Parágrafo único. A ajuda financeira mensal terá um teto fixado pelo conselho deliberativo do início de casa exercício financeiro

Isso posto, vamos ao que se mais fala nos dias atuais, após o surgimento do escândalo da Petrobrás.

É imperioso diferenciar delação premiada de caguetagem.

A primeira, jurídica e tecnicamente chamada de colaboração premiada, o personagem é obrigatoriamente autor ou co-autor do crime que denuncia e/ou confessa, ao passo que na segunda pode ser apenas um conhecedor do fato que revela, por isso informante ou popular “dedo-duro” que aponta autores sem necessariamente ter participação, pois ainda que tenha, não age nos termos que a Lei dispõe e regulamenta para que dela se torne um beneficiário.

Entretanto, em ambos os casos, todo cuidado para não se dar espaço a acusações infundadas, injustas e motivadas por sentimento pessoal de vingança ou outros interesses escusos.

Nesse sentido, no caso do delator ou colaborador premiado, a lei prevê que só após uma espécie de prova preliminar de convencimento, ela deve ser homologada, mas ainda assim, quando se trata de casos complexos e de grande extensão, como a atual Operação Lava Jato, por exemplo, não se pode descuidar de nenhuma comprovação factual, ponto a ponto, episódio por episódio, uma vez que milhares de vidas, carreiras, e reputações estão em jogo, e muitas vezes, por acontecimentos pretéritos, a motivação vingativa pode estar a balizar a inclusão de um ou outro nome, o que dentre centenas, pode passar desapercebido na hora de se exigir a comprovação factual.
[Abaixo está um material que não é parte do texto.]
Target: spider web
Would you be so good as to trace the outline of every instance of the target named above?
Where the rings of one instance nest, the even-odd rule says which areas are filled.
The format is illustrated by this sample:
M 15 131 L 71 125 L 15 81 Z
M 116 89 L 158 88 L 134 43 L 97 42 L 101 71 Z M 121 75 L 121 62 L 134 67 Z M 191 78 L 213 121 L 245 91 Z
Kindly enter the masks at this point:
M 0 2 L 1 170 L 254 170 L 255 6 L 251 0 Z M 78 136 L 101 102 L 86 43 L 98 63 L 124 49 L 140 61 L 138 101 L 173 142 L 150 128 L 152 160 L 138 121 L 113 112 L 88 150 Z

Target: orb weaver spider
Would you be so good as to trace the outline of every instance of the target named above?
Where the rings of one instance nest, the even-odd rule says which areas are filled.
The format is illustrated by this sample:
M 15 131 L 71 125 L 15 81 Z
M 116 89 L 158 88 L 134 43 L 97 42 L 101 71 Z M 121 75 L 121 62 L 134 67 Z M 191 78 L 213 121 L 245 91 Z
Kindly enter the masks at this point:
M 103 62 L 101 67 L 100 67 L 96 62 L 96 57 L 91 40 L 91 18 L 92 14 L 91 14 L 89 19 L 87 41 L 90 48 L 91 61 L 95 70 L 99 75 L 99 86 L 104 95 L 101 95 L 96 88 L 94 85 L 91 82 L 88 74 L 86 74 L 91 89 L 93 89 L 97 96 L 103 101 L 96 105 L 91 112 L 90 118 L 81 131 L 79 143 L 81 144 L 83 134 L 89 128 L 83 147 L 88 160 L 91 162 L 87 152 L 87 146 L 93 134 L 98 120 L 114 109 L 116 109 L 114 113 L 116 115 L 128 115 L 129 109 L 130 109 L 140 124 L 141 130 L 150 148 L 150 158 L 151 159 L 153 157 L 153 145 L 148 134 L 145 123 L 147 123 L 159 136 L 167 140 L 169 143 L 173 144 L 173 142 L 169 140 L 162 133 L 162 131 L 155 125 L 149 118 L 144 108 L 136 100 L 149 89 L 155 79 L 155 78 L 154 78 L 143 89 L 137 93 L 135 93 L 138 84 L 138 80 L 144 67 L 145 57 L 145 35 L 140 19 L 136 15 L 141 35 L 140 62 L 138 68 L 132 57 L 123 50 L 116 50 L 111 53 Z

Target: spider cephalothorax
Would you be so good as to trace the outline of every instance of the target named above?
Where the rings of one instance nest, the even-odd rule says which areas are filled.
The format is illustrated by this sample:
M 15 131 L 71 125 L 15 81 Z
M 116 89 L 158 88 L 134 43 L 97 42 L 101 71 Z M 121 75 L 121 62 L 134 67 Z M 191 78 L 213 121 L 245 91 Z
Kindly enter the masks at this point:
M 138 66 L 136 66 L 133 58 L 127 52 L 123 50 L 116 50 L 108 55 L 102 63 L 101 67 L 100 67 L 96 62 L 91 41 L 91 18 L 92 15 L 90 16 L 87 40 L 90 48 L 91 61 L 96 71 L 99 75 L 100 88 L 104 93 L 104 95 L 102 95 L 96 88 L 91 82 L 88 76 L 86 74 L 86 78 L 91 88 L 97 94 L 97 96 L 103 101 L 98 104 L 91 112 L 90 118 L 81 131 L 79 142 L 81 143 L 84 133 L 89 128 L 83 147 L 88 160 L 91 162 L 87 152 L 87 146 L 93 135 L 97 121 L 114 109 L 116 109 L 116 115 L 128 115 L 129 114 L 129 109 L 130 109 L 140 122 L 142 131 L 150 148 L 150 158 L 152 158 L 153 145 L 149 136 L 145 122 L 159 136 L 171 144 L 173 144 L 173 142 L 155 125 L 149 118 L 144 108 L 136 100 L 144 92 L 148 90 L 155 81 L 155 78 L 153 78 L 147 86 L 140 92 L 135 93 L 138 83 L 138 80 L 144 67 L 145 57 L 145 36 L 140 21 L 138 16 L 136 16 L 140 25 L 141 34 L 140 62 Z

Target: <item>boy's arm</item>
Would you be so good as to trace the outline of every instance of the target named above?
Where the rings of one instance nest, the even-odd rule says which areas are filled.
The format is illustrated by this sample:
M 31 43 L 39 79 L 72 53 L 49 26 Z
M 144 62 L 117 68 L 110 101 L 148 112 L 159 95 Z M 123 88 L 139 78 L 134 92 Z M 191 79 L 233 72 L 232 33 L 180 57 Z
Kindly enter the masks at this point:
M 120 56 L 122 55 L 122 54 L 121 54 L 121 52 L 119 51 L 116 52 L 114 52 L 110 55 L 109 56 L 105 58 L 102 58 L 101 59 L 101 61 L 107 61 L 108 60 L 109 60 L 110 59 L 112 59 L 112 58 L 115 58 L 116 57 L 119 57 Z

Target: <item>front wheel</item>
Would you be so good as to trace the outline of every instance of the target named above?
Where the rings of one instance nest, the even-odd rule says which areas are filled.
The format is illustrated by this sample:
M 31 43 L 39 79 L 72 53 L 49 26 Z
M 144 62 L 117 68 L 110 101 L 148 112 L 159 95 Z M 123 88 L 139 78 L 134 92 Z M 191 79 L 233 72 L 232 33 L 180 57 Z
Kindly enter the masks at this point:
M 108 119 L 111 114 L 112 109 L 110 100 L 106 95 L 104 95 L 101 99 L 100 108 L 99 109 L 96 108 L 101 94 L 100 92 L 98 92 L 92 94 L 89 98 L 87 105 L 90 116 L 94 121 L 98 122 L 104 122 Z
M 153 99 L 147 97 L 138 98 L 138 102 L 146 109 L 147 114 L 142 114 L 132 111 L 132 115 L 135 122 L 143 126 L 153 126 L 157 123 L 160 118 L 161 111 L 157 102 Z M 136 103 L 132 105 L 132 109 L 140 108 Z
Assim, deve causar preocupação extra e merecer cuidado redobrado das autoridades, acusações que recaiam sobre pessoas mortas pelo simples fato que não podem mais apresentar defesa.

Quanto ao chamado cagueta, informante, ganso, dedo-duro ou X9, gírias empregadas aos que delatam por paga, profissão, interesse ou outras circunstâncias, sem as formalidades legais aqui tratadas, objetivando não serem descobertos, o cuidado e a motivação devem, mais do que nunca, serem observadas por quem receberá as informações sob pena de graves erros policiais e/ou judiciais.

Vejo muitas críticas aos delatores premiados, mas é preciso separar o delator réu confesso, acusado de crimes cujas penas somadas podem atingir mais do que sua própria expectativa de vida, do simples ato de um cagueta.

Recentemente, vi colegas Advogados maldizendo a delação premiada taxando-a de procedimento aético por se tratar de “deduragem”.

Ressalvadas as cautelas que citei acima, e que são de extrema relevância, permito-me perguntar se é possível cobrarmos ética de membros de uma organização criminosa?

O delator é agente de organização criminosa e agente em condição de destaque, que uma vez acusado e cercado pelo estado, só “colabora” com a investigação de forma oficial, após sentir esgotada a sua capacidade de homiziar seus delitos e o produto dele advindo.

O delator ao fazê-lo, busca o benefício da Lei, e seu advogado ao incentivá-lo, mesmo que em seu íntimo discorde, deve buscar o melhor caminho para a defesa de seu cliente, principalmente nos casos que envolve a família e a liberdade comprometida pelo resto da vida, até porque, a sensibilidade deve dar o sinal que o silêncio contra um aparelho investigativo e judicial eficiente e atuante dentro dos limites legais, poderá ser mais prejudicial que a confissão.

A lei diz que tudo que o sujeito falar poderá voltar-se contra ele, e obviamente tudo que ele não falar jamais lhe trará benefício.

É necessário compreender e sopesar, questões humanas e jurídicas para uma defesa técnica completa.

No fim, resta claro que alguém que confessa, assume culpa, detalha fatos e facilita provas delatando outros envolvidos, é um criminoso colaborador, e não um dedo-duro, o que convenhamos, quando envolve recursos públicos que poderiam ter sido aplicados em saúde, segurança e educação, acaba prestando um serviço à sociedade vítima, muito melhor do que calar ou dizer “eu não sabia!”